At the time of writing, Japan’s Nikkei 225 and South Korea’s Kospi are trading around 1% higher for the day. Meanwhile, Indonesia's IDX Composite and Malaysia's KLCI index are experiencing some downward pressure amid relatively thin liquidity on the back of the Easter Monday Holiday in many global financial markets.

Asian stocks FAQs

Asia contributes around 70% of global economic growth and hosts several key stock market indices. Among the region’s developed economies, the Japanese Nikkei – which represents 225 companies on the Tokyo stock exchange – and the South Korean Kospi stand out. China has three important indices: the Hong Kong Hang Seng, the Shanghai Composite and the Shenzhen Composite. As a big emerging economy, Indian equities are also catching the attention of investors, who increasingly invest in companies in the Sensex and Nifty indices.

Asia’s main economies are different, and each has specific sectors to pay attention to. Technology companies dominate in indices in Japan, South Korea, and increasingly, China. Financial services are leading stock markets such as Hong Kong or Singapore, considered key hubs for the sector. Manufacturing is also big in China and Japan, with a strong focus on automobile production or electronics. The growing middle class in countries like China and India is also giving more and more prominence to companies focused on retail and e-commerce.

Many different factors drive Asian stock market indices, but the main factor behind their performance is the aggregate results of the component companies revealed in their quarterly and annual earnings reports. The economic fundamentals of each country, as well as their central bank decisions or their government’s fiscal policies, are also important factors. More broadly, political stability, technological progress or the rule of law can also impact equity markets. The performance of US equity indices is also a factor as, more often than not, Asian markets take the lead from Wall Street stocks overnight. Finally, the broader risk sentiment in markets also plays a role as equities are considered a risky investment compared to other investment options such as fixed-income securities.

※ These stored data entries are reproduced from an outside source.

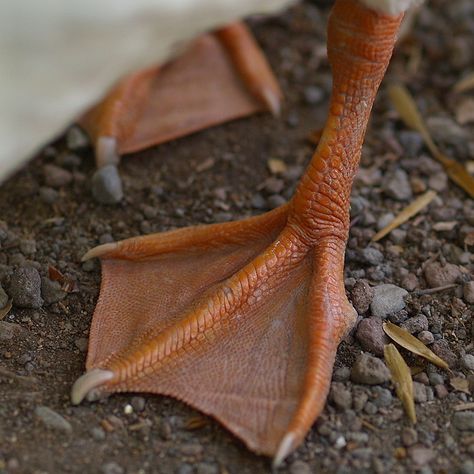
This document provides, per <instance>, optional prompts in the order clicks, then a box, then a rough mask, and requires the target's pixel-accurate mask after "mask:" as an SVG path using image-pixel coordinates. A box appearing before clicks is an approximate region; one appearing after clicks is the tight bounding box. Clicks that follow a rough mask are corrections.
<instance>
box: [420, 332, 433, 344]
mask: <svg viewBox="0 0 474 474" xmlns="http://www.w3.org/2000/svg"><path fill="white" fill-rule="evenodd" d="M418 339H419V340H420V341H421V342H422V343H423V344H426V345H429V344H432V343H433V342H434V336H433V333H432V332H430V331H421V332H420V333H419V334H418Z"/></svg>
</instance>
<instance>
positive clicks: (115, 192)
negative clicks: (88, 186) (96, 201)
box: [92, 165, 123, 204]
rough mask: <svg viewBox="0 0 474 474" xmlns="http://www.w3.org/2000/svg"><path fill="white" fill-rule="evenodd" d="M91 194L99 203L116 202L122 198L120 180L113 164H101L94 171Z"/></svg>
mask: <svg viewBox="0 0 474 474" xmlns="http://www.w3.org/2000/svg"><path fill="white" fill-rule="evenodd" d="M92 195H93V196H94V199H95V200H96V201H97V202H99V203H101V204H117V203H118V202H120V201H121V200H122V198H123V190H122V180H121V179H120V175H119V172H118V169H117V167H116V166H115V165H107V166H103V167H102V168H100V169H98V170H97V171H96V172H95V173H94V176H93V177H92Z"/></svg>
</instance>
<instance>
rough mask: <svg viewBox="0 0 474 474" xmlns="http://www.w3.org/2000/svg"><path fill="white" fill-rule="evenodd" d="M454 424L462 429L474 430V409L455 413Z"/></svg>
mask: <svg viewBox="0 0 474 474" xmlns="http://www.w3.org/2000/svg"><path fill="white" fill-rule="evenodd" d="M453 426H454V427H455V428H457V429H458V430H460V431H474V411H459V412H456V413H454V415H453Z"/></svg>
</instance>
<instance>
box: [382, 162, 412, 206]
mask: <svg viewBox="0 0 474 474" xmlns="http://www.w3.org/2000/svg"><path fill="white" fill-rule="evenodd" d="M382 189H383V191H384V193H385V194H386V195H387V196H388V197H391V198H392V199H396V200H397V201H408V200H410V199H411V198H412V190H411V186H410V181H409V179H408V175H407V173H406V172H405V171H404V170H402V169H400V168H397V169H396V170H394V171H393V172H390V173H388V174H387V175H386V176H385V178H384V180H383V181H382Z"/></svg>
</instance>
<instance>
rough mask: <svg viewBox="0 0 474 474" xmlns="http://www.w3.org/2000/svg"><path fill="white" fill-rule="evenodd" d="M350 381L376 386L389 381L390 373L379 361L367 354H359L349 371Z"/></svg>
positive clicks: (357, 382)
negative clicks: (351, 380)
mask: <svg viewBox="0 0 474 474" xmlns="http://www.w3.org/2000/svg"><path fill="white" fill-rule="evenodd" d="M351 380H352V381H353V382H355V383H362V384H367V385H378V384H381V383H384V382H387V381H388V380H390V372H389V370H388V369H387V367H386V365H385V364H384V363H383V361H381V360H380V359H377V358H376V357H372V356H371V355H369V354H365V353H364V354H360V355H359V356H358V357H357V359H356V361H355V363H354V365H353V366H352V371H351Z"/></svg>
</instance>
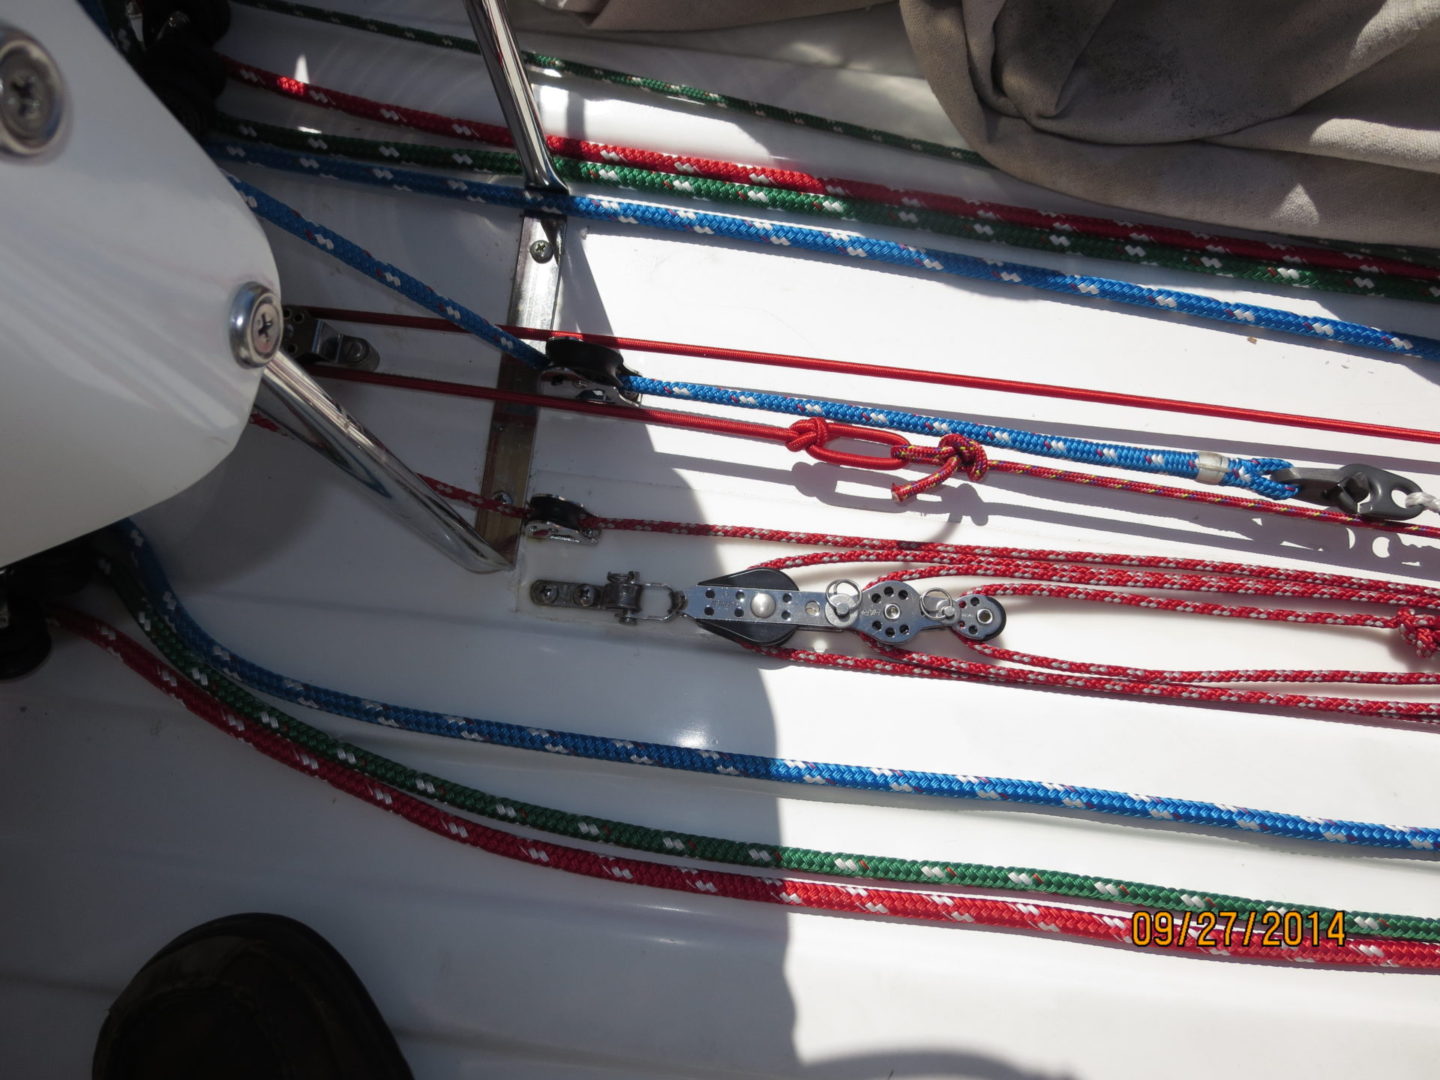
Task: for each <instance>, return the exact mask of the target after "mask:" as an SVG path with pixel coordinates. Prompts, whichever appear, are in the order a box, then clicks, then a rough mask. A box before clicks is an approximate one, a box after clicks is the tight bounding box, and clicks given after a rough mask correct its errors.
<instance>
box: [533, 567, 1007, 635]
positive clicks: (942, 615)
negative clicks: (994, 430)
mask: <svg viewBox="0 0 1440 1080" xmlns="http://www.w3.org/2000/svg"><path fill="white" fill-rule="evenodd" d="M645 589H662V590H665V592H668V593H670V609H668V612H667V613H665V615H664V616H655V615H639V611H641V599H642V595H644V590H645ZM530 599H531V600H534V603H537V605H540V606H544V608H588V609H598V611H613V612H616V613H618V616H619V619H621V622H626V624H632V622H635V621H636V618H639V619H655V621H658V622H668V621H670V619H672V618H675V616H677V615H685V616H688V618H691V619H694V621H696V622H697V624H698V625H700V626H703V628H704V629H707V631H711V632H713V634H719V635H720V636H724V638H730V639H732V641H739V642H743V644H747V645H780V644H783V642H785V641H788V639H789V638H791V635H792V634H795V631H798V629H815V631H848V629H854V631H858V632H860V634H864V635H865V636H867V638H873V639H876V641H878V642H883V644H886V645H900V644H903V642H906V641H910V639H912V638H913V636H914V635H916V634H920V632H922V631H927V629H942V628H943V629H956V631H958V632H959V634H960V635H963V636H965V638H966V639H968V641H989V639H991V638H994V636H996V635H999V632H1001V631H1004V629H1005V608H1004V606H1001V603H999V600H996V599H994V598H992V596H986V595H985V593H965V595H962V596H952V595H950V593H949V592H946V590H945V589H933V588H932V589H922V588H920V586H917V585H913V583H910V582H884V583H883V585H876V586H873V588H871V589H870V590H868V592H867V590H861V588H860V586H858V585H855V583H854V582H850V580H837V582H831V583H829V585H828V586H827V588H825V589H824V590H822V592H816V590H805V589H798V588H796V586H795V582H793V580H791V577H789V576H788V575H785V573H782V572H779V570H770V569H763V567H762V569H755V570H743V572H740V573H734V575H726V576H723V577H713V579H710V580H706V582H700V583H698V585H696V586H693V588H690V589H672V588H670V586H668V585H652V583H639V573H638V572H636V570H631V572H629V573H625V575H622V573H611V575H609V577H608V582H606V585H583V583H579V582H552V580H537V582H534V583H533V585H531V586H530Z"/></svg>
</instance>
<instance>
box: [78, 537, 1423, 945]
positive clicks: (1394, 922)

Investing in equities is risky by itself, but investing in Asian stocks comes along with region-specific risks to be taken into account. Asian countries have a wide range of political systems, from full democracies to dictatorships, so their political stability, transparency, rule of law or corporate governance requirements may diverge considerably. Geopolitical events such as trade disputes or territorial conflicts can lead to volatility in stock markets, as can natural disasters. Moreover, currency fluctuations can also have an impact on the valuation of Asian stock markets. This is particularly true in export-oriented economies, which tend to suffer from a stronger currency and benefit from a weaker one as their products become cheaper abroad.

Disclaimer: For information purposes only. Past performance is not indicative of future results.